First and most importantly, before you start do some research. There are countless websites dedicated to all forms of vegetarianism; buy books, once again there are so many out there, and find others who follow the vegetarian life style and ask questions. There are so many available resources it would be foolish not to take advantage of all within your reach.
If you decide to go this route and choose to speak with a registered dietician or nutritionist be sure to find one who is familiar vegetarianism and believes in vegetarianism. You can absolutely get all your required nutrition from a plant based diet so do not let anyone tell you differently. Trust me you will encounter quite a few naysayers, but they’re all just uninformed, close minded, or pushing a personal agenda.

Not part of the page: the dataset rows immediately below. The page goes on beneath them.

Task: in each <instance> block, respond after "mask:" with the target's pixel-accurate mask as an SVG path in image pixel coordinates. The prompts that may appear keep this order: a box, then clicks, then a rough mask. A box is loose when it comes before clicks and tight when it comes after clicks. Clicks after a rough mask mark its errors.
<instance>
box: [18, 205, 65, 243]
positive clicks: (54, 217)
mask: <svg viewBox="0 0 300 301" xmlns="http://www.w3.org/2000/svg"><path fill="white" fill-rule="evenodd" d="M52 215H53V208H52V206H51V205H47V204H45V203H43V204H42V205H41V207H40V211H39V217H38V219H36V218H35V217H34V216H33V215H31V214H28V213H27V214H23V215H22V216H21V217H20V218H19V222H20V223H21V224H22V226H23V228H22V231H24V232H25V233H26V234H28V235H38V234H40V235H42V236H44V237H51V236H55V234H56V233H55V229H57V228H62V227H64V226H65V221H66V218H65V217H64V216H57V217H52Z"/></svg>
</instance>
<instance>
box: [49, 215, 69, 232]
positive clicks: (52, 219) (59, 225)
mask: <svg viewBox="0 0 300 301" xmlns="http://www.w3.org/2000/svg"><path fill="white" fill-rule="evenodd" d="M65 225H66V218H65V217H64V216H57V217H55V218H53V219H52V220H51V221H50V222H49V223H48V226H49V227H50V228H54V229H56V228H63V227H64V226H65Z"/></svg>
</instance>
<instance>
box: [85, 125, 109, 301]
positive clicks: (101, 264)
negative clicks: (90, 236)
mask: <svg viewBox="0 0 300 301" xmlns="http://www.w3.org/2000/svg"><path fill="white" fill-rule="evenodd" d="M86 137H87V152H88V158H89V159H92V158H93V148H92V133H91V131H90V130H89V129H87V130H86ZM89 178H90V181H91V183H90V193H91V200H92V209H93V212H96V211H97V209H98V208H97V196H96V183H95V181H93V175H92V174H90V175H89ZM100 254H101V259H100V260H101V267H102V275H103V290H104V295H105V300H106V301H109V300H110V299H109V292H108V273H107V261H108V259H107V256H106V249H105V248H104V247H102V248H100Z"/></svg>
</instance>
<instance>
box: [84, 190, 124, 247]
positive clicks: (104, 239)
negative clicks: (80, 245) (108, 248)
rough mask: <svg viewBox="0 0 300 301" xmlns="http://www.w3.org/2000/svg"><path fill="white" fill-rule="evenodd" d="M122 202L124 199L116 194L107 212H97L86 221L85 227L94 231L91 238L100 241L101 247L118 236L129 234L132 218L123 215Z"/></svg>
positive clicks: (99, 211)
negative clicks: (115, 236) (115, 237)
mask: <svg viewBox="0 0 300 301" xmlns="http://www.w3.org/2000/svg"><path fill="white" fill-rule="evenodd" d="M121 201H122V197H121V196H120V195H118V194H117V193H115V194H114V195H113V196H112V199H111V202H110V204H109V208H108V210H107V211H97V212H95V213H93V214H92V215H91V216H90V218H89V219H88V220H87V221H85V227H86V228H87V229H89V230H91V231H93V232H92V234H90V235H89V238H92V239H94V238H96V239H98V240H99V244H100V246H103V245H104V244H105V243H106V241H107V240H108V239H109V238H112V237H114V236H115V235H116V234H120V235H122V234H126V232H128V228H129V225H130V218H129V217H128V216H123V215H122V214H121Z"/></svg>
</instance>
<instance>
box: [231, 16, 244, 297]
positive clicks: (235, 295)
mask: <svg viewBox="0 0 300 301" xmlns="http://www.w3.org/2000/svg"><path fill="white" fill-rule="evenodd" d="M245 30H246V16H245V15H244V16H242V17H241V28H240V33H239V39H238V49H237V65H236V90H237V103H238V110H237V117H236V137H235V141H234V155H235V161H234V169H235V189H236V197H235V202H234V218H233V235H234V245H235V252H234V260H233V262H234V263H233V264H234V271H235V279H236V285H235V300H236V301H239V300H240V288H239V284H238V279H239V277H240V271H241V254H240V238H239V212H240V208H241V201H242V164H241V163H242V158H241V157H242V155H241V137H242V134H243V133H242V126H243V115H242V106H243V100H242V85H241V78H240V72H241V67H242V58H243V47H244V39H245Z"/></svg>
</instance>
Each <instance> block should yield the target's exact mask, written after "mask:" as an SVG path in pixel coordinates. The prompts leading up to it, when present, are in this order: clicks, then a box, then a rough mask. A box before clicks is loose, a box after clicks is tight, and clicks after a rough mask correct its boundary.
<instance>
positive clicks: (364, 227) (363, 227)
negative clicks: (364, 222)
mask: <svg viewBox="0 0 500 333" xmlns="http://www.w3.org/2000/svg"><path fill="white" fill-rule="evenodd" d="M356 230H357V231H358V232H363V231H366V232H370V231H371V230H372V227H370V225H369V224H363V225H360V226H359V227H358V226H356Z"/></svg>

Here are some basic guidelines. Eat a big variety of fruits and vegetables, makes sure to eat lots of leafy greens (spinach, kale, etc), and orange veggies (sweet potato, carrots, pumpkin, etc). Other important ingredients for a healthy vegetarian diet include but are not limited to; brown rice, sprouted grain bread, bulgur wheat, quinoa, nut butters, tofu, nuts, and seeds. Fortified nutritional yeast is an important staple in a vegetarian diet, 1 and ½ table spoons provides the RDA of vitamin B12 for a 2,000 calorie diet and 6 grams of protein. Also be sure to drink lots of water, and use nut and/or soy milk in place of dairy milk. There are also yogurts made with soy and coconut milk. It is also a good idea to add meat substitute products such as seitan (wheat based) and tempeh (soy based).
One of the most important things to remember is to keep processed foods to a minimum, this goes for any good diet not just vegetarian. Eliminated soda and store bought juices, these are high in sugar and just pile on the calorie count. Don’t switch to diet soda either, that presents a whole new list of problems. It’s also best to limit simple carbohydrates (sugar, white rice, white bread), complex carbohydrates should be the bulk of your “carbs”.